The school district is in a tight spot right now and what makes things worse is that they have no power to do anything about it. They haven’t had the power since the state took over the district in 2001. Actually the district has given a lot of their power away to labor unions, over-paid employees, the state and the politicians in Philly which is part of the reason why they have no power now.
Governor Corbett continues to hold $45 million of the school’s money hostage because there haven’t been any concessions made by the PFT. Maybe that’s because the members of the union are currently working without a contract and don't really need to see the need to do anything or maybe it's because the teacher's union isn't looking to give any consessions, but get more consessions. This may a couple of the reasons why Corbett won’t budge.
So far Corbett has yet to address the issues of why hasn’t the school district improved since the takeover and why the state isn't being viewed as incompetent as some of the teachers that he wants to eliminate. He also hasn't figured out that if more people in this state had jobs then there would be more money coming into Harrisburg through tax revenues.
The PFT is continuing to paint themselves as victims of the system as well. The teachers have gotten a lot of press over the amount of money they have to spend on supplies in order to do their job. The real question is the amount they claim an actual amount or the amount they spent before they rake in the ridiculous bargains they get from Staples in July and August just by showing their school district ID card?
The press also seems to forget that pretty much every occupation has to put out their own money to do their jobs. Lawyers have to purchase suits and briefcases, reporters have to purchase their own pens, notepads, tape recorders and often video cameras as well as the people who work in the trades industry (plumbers, electricians, carpenters and roofers) usually have to purchase their own tools and even their own trucks.
Now people in Philly are gathering around the schoolyard getting ready for Mayor Nutter and City Council President Darrell Clarke to duke it out over how they’re going to get the $50 million. Keep in mind that it’s now October and school has been in session for a month without the money they need.
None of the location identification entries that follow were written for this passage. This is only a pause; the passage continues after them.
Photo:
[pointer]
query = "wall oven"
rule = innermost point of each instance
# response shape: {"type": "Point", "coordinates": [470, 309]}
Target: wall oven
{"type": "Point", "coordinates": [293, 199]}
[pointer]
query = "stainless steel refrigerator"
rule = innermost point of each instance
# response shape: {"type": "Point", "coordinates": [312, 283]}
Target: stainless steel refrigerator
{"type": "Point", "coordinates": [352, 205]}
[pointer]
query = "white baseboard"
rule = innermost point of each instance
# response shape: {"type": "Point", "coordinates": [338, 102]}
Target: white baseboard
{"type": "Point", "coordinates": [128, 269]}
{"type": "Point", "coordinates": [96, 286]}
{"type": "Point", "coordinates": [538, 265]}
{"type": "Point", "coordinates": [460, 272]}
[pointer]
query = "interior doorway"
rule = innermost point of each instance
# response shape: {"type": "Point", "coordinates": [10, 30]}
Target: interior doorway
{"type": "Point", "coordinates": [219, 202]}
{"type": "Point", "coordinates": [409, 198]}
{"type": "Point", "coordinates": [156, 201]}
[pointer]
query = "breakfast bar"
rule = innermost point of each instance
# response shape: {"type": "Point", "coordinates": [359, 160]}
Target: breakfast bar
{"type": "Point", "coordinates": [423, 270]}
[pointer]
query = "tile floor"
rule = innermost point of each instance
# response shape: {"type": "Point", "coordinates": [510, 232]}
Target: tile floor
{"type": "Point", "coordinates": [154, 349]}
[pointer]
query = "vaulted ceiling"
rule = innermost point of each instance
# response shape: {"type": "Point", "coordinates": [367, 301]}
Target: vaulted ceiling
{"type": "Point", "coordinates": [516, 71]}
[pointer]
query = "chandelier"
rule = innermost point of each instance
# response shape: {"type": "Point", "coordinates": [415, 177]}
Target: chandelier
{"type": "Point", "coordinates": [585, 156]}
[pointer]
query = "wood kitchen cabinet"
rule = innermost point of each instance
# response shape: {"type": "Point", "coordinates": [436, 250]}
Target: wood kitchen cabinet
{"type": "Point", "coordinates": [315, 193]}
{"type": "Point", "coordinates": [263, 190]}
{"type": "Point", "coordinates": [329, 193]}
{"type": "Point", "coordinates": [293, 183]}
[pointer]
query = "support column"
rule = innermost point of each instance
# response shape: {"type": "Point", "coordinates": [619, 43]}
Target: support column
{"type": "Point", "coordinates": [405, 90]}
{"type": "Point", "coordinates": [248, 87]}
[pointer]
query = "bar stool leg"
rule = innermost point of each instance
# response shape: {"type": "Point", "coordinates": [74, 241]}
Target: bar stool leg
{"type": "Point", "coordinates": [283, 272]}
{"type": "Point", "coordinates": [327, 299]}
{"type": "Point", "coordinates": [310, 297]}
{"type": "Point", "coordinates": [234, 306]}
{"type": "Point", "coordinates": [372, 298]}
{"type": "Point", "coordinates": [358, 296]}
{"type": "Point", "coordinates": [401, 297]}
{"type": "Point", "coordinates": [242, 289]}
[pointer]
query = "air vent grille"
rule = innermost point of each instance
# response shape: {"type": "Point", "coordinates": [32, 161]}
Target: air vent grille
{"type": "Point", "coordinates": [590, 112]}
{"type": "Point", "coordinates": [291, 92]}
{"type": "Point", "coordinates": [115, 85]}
Mayor Nutter has endorsed Governor Tom Corbett’s idea to borrow the money from Wall Street against future sales tax revenues. If the council members don’t approve it Nutter shook his fist in the air and defiantly stated that he would borrow the money from a general fund.
There are basically three issues here that perhaps Nutter didn’t consider before opening his mouth. The first is that Corbett has shown the residents of this city that he can’t be trusted. Also the residents of this city have been sitting down at an all-you-can-hate-buffet towards Corbett for two years. Finally borrowing the money could put some city services at risk a year or two from now. Nutter can’t make this a reality unless the members of City Council sign off on it. Read on.
Immediately after Nutter made his announcement Darrell Clarke made his own announcement. Actually he wasn't announcing a new plan, but a plan that Nutter originally proposed. He wants to give the district the money if they gave the city twenty-four properties to sell to the highest bidder.
The problem is that nobody is going to want to shell out that kind of money in neighborhoods that aren’t the best for developing a business or aren’t the best period. Another problem is some of these properties aren’t worth anything because they’re so dilapidated and the land they sit on is no bargain either.
For some unbeknownst reason Clarke seems to think that a developer will shell out more money than the property is worth in neighborhoods that don’t attract a fair amount of vehicle or foot traffic. In many cases these schools were the reason there was heavy vehicle and foot traffic in the neighborhood. Clarke also has an ulterior motive. He doesn’t want all the money to go to the district. He also wants some of the proceeds to go to the city’s Pension Fund which is more to the point of why Clarke is so against Nutter’s plan.
It seems that the district is at the mercy of politicians, but it’s a position that they with the SRC’s help have put themselves in. Perhaps this should serve as a cautionary tale to the Camden School District that has just been taken over by the state of New Jersey which also has a Republican Governor.